Unless you live in France, you’ve likely been excited about World Cup action the past two weeks. With upsets galore — including both previous finalists, France and Italy, knocked out in the opening round — and intense drama — perhaps most incredible was Landon Donovan’s 91st minute goal to propel the United States to the elimination round — the 2010 World Cup has demonstrated why it’s widely considered the world’s most beloved sporting event.

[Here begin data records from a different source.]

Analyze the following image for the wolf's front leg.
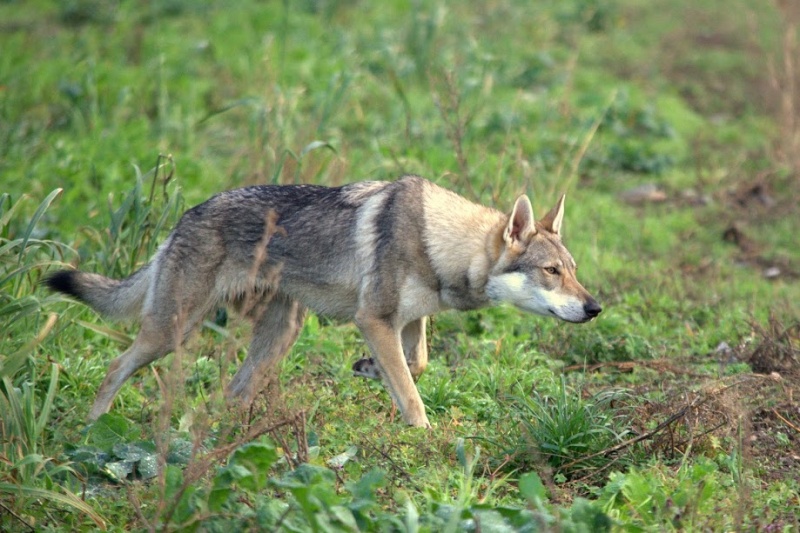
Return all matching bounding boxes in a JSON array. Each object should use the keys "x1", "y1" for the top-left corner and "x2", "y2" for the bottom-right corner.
[{"x1": 355, "y1": 311, "x2": 431, "y2": 428}]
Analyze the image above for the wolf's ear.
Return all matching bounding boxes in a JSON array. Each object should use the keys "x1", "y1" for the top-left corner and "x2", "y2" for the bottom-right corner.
[
  {"x1": 541, "y1": 194, "x2": 567, "y2": 237},
  {"x1": 503, "y1": 194, "x2": 536, "y2": 246}
]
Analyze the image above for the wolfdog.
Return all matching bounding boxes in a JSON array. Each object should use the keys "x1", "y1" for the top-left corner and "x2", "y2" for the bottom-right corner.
[{"x1": 46, "y1": 176, "x2": 602, "y2": 427}]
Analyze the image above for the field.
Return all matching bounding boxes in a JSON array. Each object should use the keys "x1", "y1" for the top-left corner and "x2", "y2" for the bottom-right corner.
[{"x1": 0, "y1": 0, "x2": 800, "y2": 532}]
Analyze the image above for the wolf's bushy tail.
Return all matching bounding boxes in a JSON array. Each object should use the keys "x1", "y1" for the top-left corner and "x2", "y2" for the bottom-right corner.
[{"x1": 44, "y1": 263, "x2": 153, "y2": 320}]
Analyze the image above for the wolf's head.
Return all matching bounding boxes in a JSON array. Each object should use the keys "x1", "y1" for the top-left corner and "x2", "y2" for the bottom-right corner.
[{"x1": 486, "y1": 195, "x2": 602, "y2": 322}]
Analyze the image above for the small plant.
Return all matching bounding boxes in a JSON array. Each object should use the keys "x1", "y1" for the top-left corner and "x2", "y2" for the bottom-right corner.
[{"x1": 515, "y1": 377, "x2": 627, "y2": 479}]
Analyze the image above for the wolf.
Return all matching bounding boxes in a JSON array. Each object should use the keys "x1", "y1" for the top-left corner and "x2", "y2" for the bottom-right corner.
[{"x1": 45, "y1": 176, "x2": 602, "y2": 427}]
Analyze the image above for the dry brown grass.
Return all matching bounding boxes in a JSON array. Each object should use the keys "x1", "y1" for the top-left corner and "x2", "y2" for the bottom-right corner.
[{"x1": 767, "y1": 0, "x2": 800, "y2": 179}]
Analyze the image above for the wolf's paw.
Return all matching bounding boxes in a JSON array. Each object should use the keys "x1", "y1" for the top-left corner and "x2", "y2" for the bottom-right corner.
[{"x1": 353, "y1": 357, "x2": 381, "y2": 379}]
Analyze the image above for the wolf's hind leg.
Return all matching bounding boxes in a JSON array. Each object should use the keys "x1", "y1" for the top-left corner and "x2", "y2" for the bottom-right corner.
[
  {"x1": 225, "y1": 294, "x2": 306, "y2": 406},
  {"x1": 89, "y1": 310, "x2": 206, "y2": 421},
  {"x1": 89, "y1": 272, "x2": 213, "y2": 421},
  {"x1": 401, "y1": 317, "x2": 428, "y2": 380}
]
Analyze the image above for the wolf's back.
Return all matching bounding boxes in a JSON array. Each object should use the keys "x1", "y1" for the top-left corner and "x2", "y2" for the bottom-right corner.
[{"x1": 45, "y1": 263, "x2": 153, "y2": 320}]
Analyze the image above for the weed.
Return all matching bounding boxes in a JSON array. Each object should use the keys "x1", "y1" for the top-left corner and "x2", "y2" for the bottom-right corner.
[{"x1": 506, "y1": 377, "x2": 628, "y2": 479}]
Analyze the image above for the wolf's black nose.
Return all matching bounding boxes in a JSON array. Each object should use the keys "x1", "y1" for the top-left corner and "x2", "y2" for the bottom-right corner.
[{"x1": 583, "y1": 300, "x2": 603, "y2": 318}]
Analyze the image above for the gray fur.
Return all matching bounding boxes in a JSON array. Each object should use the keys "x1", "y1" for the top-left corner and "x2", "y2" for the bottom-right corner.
[{"x1": 47, "y1": 176, "x2": 600, "y2": 426}]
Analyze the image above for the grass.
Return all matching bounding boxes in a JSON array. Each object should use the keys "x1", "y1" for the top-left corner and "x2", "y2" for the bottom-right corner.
[{"x1": 0, "y1": 0, "x2": 800, "y2": 531}]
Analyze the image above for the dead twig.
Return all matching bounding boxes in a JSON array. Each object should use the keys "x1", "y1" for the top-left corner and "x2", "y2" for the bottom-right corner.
[{"x1": 772, "y1": 408, "x2": 800, "y2": 433}]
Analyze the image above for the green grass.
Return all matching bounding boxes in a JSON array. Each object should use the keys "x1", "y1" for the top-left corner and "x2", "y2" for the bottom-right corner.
[{"x1": 0, "y1": 0, "x2": 800, "y2": 531}]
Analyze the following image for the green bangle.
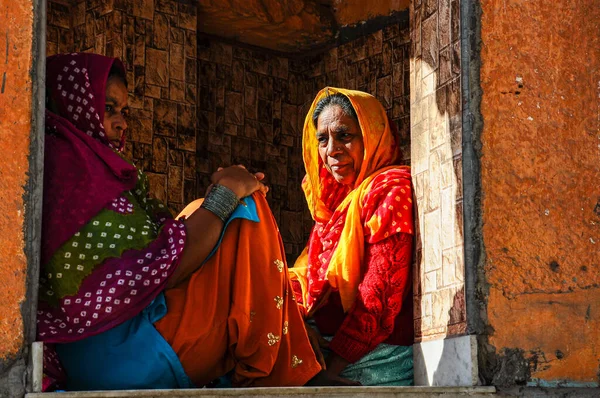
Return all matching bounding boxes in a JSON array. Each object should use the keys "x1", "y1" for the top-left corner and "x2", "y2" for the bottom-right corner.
[{"x1": 200, "y1": 184, "x2": 240, "y2": 222}]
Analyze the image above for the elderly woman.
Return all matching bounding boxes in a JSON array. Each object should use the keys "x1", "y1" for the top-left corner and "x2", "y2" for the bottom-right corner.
[
  {"x1": 291, "y1": 88, "x2": 414, "y2": 385},
  {"x1": 38, "y1": 54, "x2": 321, "y2": 390}
]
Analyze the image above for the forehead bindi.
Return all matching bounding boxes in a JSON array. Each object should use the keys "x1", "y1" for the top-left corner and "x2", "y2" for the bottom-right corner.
[{"x1": 317, "y1": 105, "x2": 355, "y2": 133}]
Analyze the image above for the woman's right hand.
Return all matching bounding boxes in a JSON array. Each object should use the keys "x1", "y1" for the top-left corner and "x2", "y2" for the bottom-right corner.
[{"x1": 210, "y1": 165, "x2": 269, "y2": 199}]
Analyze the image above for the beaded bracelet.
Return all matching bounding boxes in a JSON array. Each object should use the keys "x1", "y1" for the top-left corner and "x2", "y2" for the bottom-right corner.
[{"x1": 200, "y1": 184, "x2": 240, "y2": 222}]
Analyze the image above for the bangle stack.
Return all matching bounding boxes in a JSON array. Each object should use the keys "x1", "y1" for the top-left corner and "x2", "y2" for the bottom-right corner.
[{"x1": 200, "y1": 184, "x2": 240, "y2": 222}]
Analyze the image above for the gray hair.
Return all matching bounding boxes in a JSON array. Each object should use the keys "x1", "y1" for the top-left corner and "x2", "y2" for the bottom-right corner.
[{"x1": 312, "y1": 93, "x2": 359, "y2": 129}]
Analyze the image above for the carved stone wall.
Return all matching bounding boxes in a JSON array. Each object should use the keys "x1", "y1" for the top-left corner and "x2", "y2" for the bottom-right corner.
[{"x1": 410, "y1": 0, "x2": 466, "y2": 341}]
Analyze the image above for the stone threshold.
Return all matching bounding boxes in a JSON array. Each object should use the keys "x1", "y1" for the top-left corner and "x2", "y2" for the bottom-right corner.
[{"x1": 25, "y1": 387, "x2": 496, "y2": 398}]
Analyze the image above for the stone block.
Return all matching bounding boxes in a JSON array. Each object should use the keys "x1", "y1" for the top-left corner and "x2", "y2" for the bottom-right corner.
[
  {"x1": 169, "y1": 43, "x2": 185, "y2": 81},
  {"x1": 438, "y1": 47, "x2": 452, "y2": 86},
  {"x1": 167, "y1": 147, "x2": 183, "y2": 167},
  {"x1": 281, "y1": 104, "x2": 298, "y2": 136},
  {"x1": 377, "y1": 76, "x2": 392, "y2": 110},
  {"x1": 421, "y1": 209, "x2": 442, "y2": 274},
  {"x1": 185, "y1": 58, "x2": 198, "y2": 85},
  {"x1": 154, "y1": 100, "x2": 177, "y2": 137},
  {"x1": 423, "y1": 271, "x2": 437, "y2": 293},
  {"x1": 128, "y1": 109, "x2": 152, "y2": 144},
  {"x1": 421, "y1": 13, "x2": 439, "y2": 70},
  {"x1": 146, "y1": 172, "x2": 167, "y2": 202},
  {"x1": 132, "y1": 0, "x2": 154, "y2": 19},
  {"x1": 167, "y1": 166, "x2": 183, "y2": 203},
  {"x1": 450, "y1": 0, "x2": 460, "y2": 43},
  {"x1": 155, "y1": 0, "x2": 177, "y2": 15},
  {"x1": 442, "y1": 248, "x2": 456, "y2": 286},
  {"x1": 271, "y1": 57, "x2": 289, "y2": 79},
  {"x1": 366, "y1": 30, "x2": 383, "y2": 57},
  {"x1": 177, "y1": 135, "x2": 197, "y2": 152},
  {"x1": 146, "y1": 48, "x2": 169, "y2": 87},
  {"x1": 258, "y1": 99, "x2": 273, "y2": 123},
  {"x1": 151, "y1": 135, "x2": 169, "y2": 173},
  {"x1": 185, "y1": 30, "x2": 197, "y2": 58},
  {"x1": 177, "y1": 104, "x2": 196, "y2": 136},
  {"x1": 244, "y1": 86, "x2": 258, "y2": 120},
  {"x1": 225, "y1": 91, "x2": 244, "y2": 125},
  {"x1": 169, "y1": 80, "x2": 185, "y2": 102},
  {"x1": 177, "y1": 3, "x2": 197, "y2": 32},
  {"x1": 382, "y1": 24, "x2": 400, "y2": 41},
  {"x1": 450, "y1": 41, "x2": 460, "y2": 78},
  {"x1": 441, "y1": 188, "x2": 462, "y2": 250}
]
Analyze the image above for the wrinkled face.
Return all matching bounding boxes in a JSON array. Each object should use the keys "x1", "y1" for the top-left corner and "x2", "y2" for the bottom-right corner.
[
  {"x1": 104, "y1": 76, "x2": 129, "y2": 148},
  {"x1": 317, "y1": 105, "x2": 365, "y2": 185}
]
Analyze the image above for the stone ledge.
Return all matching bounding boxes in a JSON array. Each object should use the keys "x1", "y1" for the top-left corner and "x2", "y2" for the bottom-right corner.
[{"x1": 25, "y1": 387, "x2": 496, "y2": 398}]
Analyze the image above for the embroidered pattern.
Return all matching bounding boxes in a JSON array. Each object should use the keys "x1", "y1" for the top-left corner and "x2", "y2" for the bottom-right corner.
[
  {"x1": 275, "y1": 259, "x2": 285, "y2": 272},
  {"x1": 274, "y1": 296, "x2": 283, "y2": 310},
  {"x1": 267, "y1": 333, "x2": 281, "y2": 346},
  {"x1": 292, "y1": 355, "x2": 302, "y2": 369}
]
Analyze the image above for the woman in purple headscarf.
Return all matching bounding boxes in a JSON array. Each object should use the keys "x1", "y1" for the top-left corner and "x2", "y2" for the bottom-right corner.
[{"x1": 38, "y1": 53, "x2": 320, "y2": 390}]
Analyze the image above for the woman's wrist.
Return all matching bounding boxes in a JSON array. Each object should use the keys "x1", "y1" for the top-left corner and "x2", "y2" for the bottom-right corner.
[{"x1": 200, "y1": 184, "x2": 240, "y2": 222}]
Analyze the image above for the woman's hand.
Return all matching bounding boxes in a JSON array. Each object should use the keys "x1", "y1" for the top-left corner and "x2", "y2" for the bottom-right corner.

Like many fans, you may even be playing in a fantasy league or participating in a bracket contest (with the American daytime game times, the World Cup does feel quite a bit like March Madness). If you’re playing in the ESPN.com bracket challenge, you may have noticed an interesting, GMAT-related trend in the way that the first round has been scored:

Order matters.

In the Veritas Prep company bracket tournament, several members of the group correctly selected the United States and England to advance to the elimination round. However, those who unpatriotically picked England to win the group and the U.S. to finish second were in for a rude awakening when looking at the rest of the tournament; not only did they lose points for not having the correct order for the first round, they also have the elimination round brackets set up incorrectly and will lose future points for not having the winners in the correct games. If the order of the first round was not correct, correctly picking England to win its first elimination game will still be an “incorrect” pick, because they’re not playing in the same game as the one on your bracket.

While frustrating for the Benedict Arnolds of the world who picked England to finish first in the group, it also provides a helpful GMAT lesson: know when the order matters!

When you deal with permutations and combinations problems on the GMAT, you’ll use two different formulas depending on whether the question asks for a permutation (order matters) or combination (order does not matter):

N = Number of items, total

K = Number of items to be selected from the group of N

Permutation:

N!/(N-K)!

Combination:

N!/(K!(N-K)!)

Essentially, because there are K! ways to arrange each group of K items in order, multiplying the number of combinations by K! will provide the number of orders.

Even if you simply memorize those formulas (not a bad idea, actually), you must be able to identify when to use each. Remember, permutations are when the order matters, and combinations are when it doesn’t. Examples include:

Of a group of 15 students, how many 9-player baseball teams could be created?

Combination — the order does not matter.

Of a group of 15 students, how many 9-player batting orders could be created?

Permutation — the order does matter.

How many ways can 8 flags be displayed in a row?

Permutation — the order does matter.

From a group of 9 students, how many 4-person project teams can be created?

Combination — order does not matter.

Much like in the ESPN World Cup bracket pool, much of your success on combinatorics questions will be determined by whether you can determine when the order matters. Make this a primary decision point when setting up questions, and you’ll be that much closer to accomplishing your GMAT gooooooooooooaaaaaaaaaal!!!!!!